Идём вдвоём. Прохладно, свежо.
Молчим.
Хочется сказать ей многое. Хочется сказать, что я её люблю. Хочется сказать, что я хочу видеть её около себя всегда. Что она — самая прекрасная из всех девушек, которых я когда-либо видел. Хочется сказать так много.
Хочется ничего не говорить, а просто обнять её, согреться о её тело, впиться в неё, влиться. Смотреть ей в глаза, утыкаться носом в её огненные волосы.
Алёна улыбается сама себе.
— Пошли в кино сейчас, а? — глупо говорю я.
Сеанс через двадцать минут, до кинотеатра пять минут ходьбы.
— Мне надо домой, — говорит Алёна.
Я точно знаю, что ей не надо домой. Её родители уехали сейчас во Францию, к друзьям.
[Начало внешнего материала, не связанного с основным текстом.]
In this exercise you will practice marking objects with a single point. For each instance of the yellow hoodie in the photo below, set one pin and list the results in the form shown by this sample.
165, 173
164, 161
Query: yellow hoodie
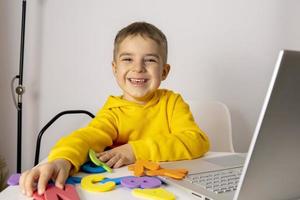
162, 130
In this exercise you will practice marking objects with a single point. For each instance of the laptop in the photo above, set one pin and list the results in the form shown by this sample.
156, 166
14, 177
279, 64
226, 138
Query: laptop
271, 169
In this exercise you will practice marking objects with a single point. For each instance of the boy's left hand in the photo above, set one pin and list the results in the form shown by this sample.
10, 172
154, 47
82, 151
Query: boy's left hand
118, 157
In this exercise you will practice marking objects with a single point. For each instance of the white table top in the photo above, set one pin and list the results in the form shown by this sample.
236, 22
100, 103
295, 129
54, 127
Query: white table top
14, 192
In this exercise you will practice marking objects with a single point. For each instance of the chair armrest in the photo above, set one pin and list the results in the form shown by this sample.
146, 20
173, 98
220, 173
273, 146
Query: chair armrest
41, 133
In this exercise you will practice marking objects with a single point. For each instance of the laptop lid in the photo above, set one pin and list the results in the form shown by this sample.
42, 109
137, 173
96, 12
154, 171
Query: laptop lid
272, 167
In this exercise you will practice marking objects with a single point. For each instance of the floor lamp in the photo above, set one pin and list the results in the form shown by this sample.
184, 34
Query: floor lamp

У неё свободная квартира.
— Зачем? Родителей нет, — говорю я.
Она смотрит на меня. Прекрасно ведь понимает, что мне нужно. Прекрасно.
— Нет, Тима. Я не пойду с тобой в кино, — ненавижу эту усмешку.
Она — единственная девушка, которую хочется так сильно, и которая так умеет издеваться. Сколько там от любви до ненависти?
Идём молча.
— Пока, — говорю я.
И сворачиваю в переулок. До моего дома ещё идти и идти, но я лучше сделаю крюк. Я знаю, что поступаю глупо, что нужно делать что-то другое, но я не умею и не могу. Я даже не слышу, прощается ли она со мной.
2.Утро. Подъём. Восемь часов — я не умею спать дольше. Терпеть не могу валяться в кровати.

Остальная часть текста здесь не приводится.